Las brumas del Paraiso

Filadi Curto 



Me acerqué con cautela, sin saber que había más allá de la cortina que enturbiaba los ojos. Su aliento acuoso me humedeció el rostro  mientras caminaba perdida. Sin más guía que el lejano murmullo proseguí el camino, hasta encontrarlo, hasta invadirlo. Me recibió con caricias, lamiendo mi piel, como si todo le fuera ajeno. Cerré los ojos para disfrutar, para imaginar las yemas de sus dedos, casi imperceptibles, invisibles, paseando mis pies, mis tobillos, mis piernas. De repente se fue, volvió, abruptamente me rodeó las rodillas, escaló entre mis muslos, gemí. Oí sus sollozos cuando se alejaba de nuevo.
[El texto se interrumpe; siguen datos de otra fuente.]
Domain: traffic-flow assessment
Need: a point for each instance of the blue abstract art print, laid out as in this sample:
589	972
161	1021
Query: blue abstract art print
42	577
Y supliqué…

Vuelta la envestida… y la retirada…

-¿Por qué me hace esto?

Solo un deseo, estar en él y él en mi.

Entregada, comprendí que nunca me pertenecería. Pese a darme a él por entero, pese a abrir mi cuerpo y mi corazón sin pudor, sin recato, por necesidad, por egoísmo. Me concentré, entonces,  en disfrutar de cada paso entre su dulce vaivén, en aspirar su aroma profundo a vida y ahogar mis suspiros entre su rumor inmortal. Me emborrache de él, a sabiendas de que, para mi amante, tan solo era una más, uno más….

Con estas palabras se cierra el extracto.